BackofenLab/BrainDead

Folders and files

NameName
Last commit message
Last commit date

Latest commit

 

History

25 Commits
 
 
 
 
 
 
 
 
 
 
 
 

Repository files navigation

BrainDead - RNA classification via accessible k-mers

Setup

To install and run BrainDead, you should use a commandline interface like bash.

(1) Downloading BrainDead script files from Github

First, go to a folder where you want to "install" BrainDead, i.e. downloading the script files listed in this github repository.

# download all files from 
wget https://github.com/BackofenLab/BrainDead/archive/refs/heads/main.zip
# uncompress the archive (might need an additional installation of "unzip")
unzip main.zip
# enter the unpacked and created folder
cd BrainDead-main

Afterwards, you find in

  • src the script files (see below for usage)
  • data the data files used for training the models etc.

The recommended way for running BrainDead locally is via Conda.

(2) Installing miniconda (if not already done)

If you don't have conda on your system (check if conda --version gives any output or an error message), please follow the installtion instruction for the minimal conda setup available via the following link.

conda is a commandline tool to simplify the installation and local management of tools and their dependencies in linux-based systems.

(3) Importing the dependencies via conda

Next, we want to install all files and tools needed to run BrainDead via conda.

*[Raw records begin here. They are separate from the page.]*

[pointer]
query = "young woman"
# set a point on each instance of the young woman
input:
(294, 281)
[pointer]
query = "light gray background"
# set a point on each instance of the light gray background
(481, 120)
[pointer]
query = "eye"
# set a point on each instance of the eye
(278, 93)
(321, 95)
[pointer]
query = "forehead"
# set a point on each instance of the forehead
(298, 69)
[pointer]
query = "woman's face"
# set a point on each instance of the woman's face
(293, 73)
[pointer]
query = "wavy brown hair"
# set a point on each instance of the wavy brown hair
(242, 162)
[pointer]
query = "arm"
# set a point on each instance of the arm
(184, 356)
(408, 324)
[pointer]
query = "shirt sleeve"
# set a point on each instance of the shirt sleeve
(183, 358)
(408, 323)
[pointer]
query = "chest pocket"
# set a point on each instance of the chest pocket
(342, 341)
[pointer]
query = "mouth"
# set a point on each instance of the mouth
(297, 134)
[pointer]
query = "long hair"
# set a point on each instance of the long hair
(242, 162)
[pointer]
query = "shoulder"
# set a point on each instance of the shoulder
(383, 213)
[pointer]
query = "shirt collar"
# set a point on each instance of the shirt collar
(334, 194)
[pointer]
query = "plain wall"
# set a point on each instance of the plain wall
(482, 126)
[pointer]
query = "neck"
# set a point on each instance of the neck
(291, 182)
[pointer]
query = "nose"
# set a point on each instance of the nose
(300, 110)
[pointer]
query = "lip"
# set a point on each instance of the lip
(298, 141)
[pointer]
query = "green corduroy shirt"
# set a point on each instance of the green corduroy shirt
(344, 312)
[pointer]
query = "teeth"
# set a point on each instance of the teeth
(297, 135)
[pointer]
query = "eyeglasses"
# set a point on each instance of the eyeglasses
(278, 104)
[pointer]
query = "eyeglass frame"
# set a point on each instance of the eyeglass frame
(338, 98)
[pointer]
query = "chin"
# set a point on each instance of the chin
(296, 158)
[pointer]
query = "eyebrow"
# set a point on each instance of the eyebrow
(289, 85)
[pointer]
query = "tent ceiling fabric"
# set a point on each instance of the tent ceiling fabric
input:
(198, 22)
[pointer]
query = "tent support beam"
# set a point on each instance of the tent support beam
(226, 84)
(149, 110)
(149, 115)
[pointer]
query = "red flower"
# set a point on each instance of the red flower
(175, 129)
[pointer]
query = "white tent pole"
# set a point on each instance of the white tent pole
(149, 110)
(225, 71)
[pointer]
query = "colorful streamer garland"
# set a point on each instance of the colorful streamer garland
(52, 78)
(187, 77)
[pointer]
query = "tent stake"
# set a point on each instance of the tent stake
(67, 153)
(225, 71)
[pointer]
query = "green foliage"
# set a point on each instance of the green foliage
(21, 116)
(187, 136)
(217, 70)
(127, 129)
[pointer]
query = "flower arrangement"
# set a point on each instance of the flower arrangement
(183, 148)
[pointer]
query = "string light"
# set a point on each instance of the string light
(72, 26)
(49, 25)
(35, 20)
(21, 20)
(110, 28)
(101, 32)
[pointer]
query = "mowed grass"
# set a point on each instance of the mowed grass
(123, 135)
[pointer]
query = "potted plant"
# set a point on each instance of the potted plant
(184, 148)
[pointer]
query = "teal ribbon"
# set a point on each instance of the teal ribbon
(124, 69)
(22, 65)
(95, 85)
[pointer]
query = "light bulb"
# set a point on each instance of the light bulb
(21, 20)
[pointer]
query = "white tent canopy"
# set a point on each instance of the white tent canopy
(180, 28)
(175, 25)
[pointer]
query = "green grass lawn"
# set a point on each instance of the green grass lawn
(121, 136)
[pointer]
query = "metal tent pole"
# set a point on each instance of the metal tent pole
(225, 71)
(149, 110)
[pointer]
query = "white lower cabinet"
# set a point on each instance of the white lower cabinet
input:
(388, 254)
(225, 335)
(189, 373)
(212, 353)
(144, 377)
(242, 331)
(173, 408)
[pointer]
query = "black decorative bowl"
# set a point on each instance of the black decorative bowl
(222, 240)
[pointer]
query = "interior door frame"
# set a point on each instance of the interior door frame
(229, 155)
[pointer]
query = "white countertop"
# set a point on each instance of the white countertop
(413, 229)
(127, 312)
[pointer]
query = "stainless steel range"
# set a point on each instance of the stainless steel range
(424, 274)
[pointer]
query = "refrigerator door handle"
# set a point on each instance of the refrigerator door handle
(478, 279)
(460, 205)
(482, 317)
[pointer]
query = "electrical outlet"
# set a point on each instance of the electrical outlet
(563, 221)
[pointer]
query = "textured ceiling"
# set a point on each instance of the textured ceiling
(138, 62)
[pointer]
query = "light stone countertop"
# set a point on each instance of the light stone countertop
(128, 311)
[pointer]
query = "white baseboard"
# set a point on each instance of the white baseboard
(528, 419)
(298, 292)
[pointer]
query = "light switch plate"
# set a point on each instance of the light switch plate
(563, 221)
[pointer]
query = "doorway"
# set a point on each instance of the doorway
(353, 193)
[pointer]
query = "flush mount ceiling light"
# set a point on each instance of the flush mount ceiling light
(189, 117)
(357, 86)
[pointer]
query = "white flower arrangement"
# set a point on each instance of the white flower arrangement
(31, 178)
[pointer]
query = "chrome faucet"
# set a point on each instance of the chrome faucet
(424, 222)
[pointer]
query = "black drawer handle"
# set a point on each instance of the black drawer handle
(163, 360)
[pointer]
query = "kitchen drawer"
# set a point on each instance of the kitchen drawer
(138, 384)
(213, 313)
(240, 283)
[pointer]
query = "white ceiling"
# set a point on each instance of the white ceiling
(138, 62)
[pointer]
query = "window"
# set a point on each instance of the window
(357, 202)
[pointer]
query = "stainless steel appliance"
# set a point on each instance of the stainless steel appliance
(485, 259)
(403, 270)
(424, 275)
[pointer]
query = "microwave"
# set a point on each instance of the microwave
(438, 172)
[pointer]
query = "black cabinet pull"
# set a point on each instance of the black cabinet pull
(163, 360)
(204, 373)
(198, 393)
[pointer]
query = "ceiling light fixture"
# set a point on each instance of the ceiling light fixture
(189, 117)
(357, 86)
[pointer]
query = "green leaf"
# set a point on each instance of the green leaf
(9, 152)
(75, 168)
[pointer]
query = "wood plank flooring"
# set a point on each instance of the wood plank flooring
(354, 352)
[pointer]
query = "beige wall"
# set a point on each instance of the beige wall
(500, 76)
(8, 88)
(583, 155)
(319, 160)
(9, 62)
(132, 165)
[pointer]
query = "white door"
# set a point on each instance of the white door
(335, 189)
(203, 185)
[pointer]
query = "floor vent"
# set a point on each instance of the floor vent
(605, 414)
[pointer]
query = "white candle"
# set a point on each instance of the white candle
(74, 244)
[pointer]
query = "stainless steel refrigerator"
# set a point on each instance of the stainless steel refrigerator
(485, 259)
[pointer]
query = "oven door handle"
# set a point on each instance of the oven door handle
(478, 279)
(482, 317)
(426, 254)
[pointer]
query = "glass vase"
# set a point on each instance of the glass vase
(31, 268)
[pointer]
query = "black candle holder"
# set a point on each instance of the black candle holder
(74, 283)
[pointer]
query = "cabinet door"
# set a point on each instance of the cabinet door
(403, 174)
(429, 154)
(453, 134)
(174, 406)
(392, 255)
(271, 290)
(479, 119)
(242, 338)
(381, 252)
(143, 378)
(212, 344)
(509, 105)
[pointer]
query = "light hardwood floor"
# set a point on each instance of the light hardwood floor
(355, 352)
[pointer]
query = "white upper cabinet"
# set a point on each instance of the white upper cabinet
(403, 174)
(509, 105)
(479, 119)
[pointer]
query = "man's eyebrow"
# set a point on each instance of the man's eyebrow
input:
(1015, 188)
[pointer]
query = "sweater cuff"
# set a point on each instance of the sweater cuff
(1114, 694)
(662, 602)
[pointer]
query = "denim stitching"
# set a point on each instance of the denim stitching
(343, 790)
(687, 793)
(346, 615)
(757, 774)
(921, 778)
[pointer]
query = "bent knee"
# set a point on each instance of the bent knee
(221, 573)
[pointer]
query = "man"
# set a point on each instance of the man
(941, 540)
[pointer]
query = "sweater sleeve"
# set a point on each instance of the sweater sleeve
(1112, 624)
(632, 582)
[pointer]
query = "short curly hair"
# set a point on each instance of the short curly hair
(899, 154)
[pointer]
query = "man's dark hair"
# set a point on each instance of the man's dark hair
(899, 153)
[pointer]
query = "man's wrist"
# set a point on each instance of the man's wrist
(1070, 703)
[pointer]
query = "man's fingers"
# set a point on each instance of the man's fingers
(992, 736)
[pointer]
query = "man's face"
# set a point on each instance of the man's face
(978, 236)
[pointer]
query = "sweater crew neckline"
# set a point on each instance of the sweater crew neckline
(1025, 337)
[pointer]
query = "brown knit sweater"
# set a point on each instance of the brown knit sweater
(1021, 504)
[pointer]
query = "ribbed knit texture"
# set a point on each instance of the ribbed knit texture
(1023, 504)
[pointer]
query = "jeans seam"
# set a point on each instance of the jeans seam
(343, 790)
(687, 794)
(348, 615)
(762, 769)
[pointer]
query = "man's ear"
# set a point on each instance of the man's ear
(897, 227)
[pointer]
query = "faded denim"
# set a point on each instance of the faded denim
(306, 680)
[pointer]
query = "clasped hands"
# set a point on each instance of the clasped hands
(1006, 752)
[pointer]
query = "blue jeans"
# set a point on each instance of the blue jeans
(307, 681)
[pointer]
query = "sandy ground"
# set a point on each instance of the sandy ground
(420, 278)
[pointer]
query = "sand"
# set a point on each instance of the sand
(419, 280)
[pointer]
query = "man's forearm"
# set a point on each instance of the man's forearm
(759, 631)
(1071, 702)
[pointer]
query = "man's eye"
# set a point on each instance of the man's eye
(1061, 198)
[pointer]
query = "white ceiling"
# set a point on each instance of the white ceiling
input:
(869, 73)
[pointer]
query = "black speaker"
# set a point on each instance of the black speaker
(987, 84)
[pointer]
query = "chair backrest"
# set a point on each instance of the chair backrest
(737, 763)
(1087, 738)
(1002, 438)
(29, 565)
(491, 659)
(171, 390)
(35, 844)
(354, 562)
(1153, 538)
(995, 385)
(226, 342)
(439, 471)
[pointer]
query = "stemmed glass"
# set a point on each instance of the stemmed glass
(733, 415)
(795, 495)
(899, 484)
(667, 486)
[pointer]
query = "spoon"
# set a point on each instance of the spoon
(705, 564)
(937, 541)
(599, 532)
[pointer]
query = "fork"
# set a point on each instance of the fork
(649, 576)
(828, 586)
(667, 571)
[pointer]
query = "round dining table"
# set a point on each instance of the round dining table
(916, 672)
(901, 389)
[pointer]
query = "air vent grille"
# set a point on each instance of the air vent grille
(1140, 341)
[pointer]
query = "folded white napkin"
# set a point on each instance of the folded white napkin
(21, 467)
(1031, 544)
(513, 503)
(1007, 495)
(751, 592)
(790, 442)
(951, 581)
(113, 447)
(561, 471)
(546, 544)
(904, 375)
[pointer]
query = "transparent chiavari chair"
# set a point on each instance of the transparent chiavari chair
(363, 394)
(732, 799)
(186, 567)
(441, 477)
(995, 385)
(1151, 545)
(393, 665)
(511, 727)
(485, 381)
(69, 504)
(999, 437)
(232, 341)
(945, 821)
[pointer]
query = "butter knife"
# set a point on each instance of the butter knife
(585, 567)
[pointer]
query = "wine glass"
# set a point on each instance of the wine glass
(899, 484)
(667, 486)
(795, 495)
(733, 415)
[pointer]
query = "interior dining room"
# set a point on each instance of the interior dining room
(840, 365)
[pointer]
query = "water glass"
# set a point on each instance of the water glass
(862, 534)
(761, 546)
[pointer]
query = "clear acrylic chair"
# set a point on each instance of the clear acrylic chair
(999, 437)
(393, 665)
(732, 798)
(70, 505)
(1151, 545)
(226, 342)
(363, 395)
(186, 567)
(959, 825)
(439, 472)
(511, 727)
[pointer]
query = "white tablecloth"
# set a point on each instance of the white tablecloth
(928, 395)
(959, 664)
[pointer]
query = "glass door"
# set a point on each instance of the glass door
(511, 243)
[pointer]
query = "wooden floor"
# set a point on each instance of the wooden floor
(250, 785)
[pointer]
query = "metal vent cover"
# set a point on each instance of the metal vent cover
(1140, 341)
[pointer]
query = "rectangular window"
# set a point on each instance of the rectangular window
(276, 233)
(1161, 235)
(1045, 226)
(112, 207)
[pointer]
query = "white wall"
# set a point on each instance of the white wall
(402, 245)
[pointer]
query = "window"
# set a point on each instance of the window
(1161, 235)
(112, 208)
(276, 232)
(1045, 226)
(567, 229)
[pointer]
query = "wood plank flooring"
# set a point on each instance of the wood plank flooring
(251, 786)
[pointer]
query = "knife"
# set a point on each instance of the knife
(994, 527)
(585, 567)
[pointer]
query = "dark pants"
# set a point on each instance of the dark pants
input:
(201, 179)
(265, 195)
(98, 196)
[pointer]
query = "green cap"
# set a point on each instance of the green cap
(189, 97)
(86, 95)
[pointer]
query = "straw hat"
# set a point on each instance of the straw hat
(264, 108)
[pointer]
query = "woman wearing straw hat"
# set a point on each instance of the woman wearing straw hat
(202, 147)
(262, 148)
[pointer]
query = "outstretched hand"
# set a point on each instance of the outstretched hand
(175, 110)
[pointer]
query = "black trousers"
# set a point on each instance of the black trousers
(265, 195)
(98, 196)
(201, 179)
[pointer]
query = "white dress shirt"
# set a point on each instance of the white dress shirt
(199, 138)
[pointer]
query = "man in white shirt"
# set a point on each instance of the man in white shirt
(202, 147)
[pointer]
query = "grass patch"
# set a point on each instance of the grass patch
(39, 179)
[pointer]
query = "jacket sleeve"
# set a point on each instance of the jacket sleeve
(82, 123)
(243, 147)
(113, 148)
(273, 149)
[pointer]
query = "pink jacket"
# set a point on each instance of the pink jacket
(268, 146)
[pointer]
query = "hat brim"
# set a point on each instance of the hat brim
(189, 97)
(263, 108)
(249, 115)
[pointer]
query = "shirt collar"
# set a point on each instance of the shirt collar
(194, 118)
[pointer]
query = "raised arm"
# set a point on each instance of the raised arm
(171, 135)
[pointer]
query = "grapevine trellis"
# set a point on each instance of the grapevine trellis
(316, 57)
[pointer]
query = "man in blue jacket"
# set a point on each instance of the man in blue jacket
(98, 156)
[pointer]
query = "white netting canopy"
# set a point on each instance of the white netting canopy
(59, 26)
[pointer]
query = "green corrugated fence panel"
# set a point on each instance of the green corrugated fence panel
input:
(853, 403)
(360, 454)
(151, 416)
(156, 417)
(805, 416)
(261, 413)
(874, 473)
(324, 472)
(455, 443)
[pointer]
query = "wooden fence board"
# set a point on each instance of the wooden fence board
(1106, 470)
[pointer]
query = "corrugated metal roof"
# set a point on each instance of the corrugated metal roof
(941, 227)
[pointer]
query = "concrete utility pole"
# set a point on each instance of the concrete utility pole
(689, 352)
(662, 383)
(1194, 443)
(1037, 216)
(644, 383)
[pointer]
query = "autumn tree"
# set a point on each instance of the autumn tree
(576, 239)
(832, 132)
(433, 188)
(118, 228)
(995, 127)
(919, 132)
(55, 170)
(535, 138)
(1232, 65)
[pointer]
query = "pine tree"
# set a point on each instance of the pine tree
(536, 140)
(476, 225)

To this end, we will create a "conda environment", i.e. kind of a folder that contains all tools not part of this github repository.

The needed files and tools are listed in the conda-environment.yml file within the BrainDead-main folder extracted in step (1).

The following command creates the environment and imports BrainDead's dependencies.

conda env create --file conda-environment.yml

(4) Starting the conda environment

The created environment can be activate with the following command

conda activate BrainDead

Afterwards you should be able to call BrainDead's scripts (see below).

*Note: the script files are located in the src subdirectory!`

At the end of the page, you find the example calls.

Command helps

Generate kmer features with generate_kmer_features.py

usage: generate_kmer_features.py [-h] --kmers KMERS --fasta FASTA [--report-counts]
                                 [--out-csv OUT_CSV] [--minE-subopt MINE_SUBOPT]
                                 [--minE-intarna MINE_INTARNA]

Generate kmer-based count features based on sequence plus RNAsubopt and IntaRNA position-
wise energies.. 
Sample calls: 
"python generate_kmer_features.py --kmers "AGA,GC,GGG" --fasta test.fa --out-csv counts.csv" 
"python generate_kmer_features.py --kmers "AGA,GC,GGG" --fasta test.fa --out-csv "stdout" --report-counts --minE-subopt -5 --minE-intarna -2"

optional arguments:
  -h, --help            show this help message and exit
  --kmers KMERS         List of kmers as a comma separated string e.g. "AGG,GA,GG"
  --fasta FASTA         Sequences to extract features from as a FASTA file
  --report-counts       Whether to report counts as integer, default is binary
                        nohit(0)-hit(1)
  --out-csv OUT_CSV     CSV File name to write counts, pass "stdout" for stdout
  --minE-subopt MINE_SUBOPT
                        Minimum free energy of the position on RNAsubopt result
  --minE-intarna MINE_INTARNA
                        Minimum free energy of the position on IntaRNA result

Fit and predict ML model with fit_predict.py

usage: fit_predict.py [-h] --features-train FEATURES_TRAIN
                      [--features-train-index-col FEATURES_TRAIN_INDEX_COL]
                      [--features-train-header FEATURES_TRAIN_HEADER]
                      --labels-train LABELS_TRAIN
                      [--labels-train-index-col LABELS_TRAIN_INDEX_COL]
                      [--labels-train-header LABELS_TRAIN_HEADER]
                      [--model-choice {SVM-rbf,SVM-linear,Logistic-liblinear,Logistic-lbfgs}]
                      [--save-model] [--load-model LOAD_MODEL]
                      [--out-model OUT_MODEL] [--predict]
                      [--features-predict FEATURES_PREDICT]
                      [--features-predict-index-col FEATURES_PREDICT_INDEX_COL]
                      [--features-predict-header FEATURES_PREDICT_HEADER]
                      [--out-predict-labels OUT_PREDICT_LABELS]
                      [--not-validate-indexes] [--not-unique-indexes]
                      [--store-weights] [--standardize-scaling]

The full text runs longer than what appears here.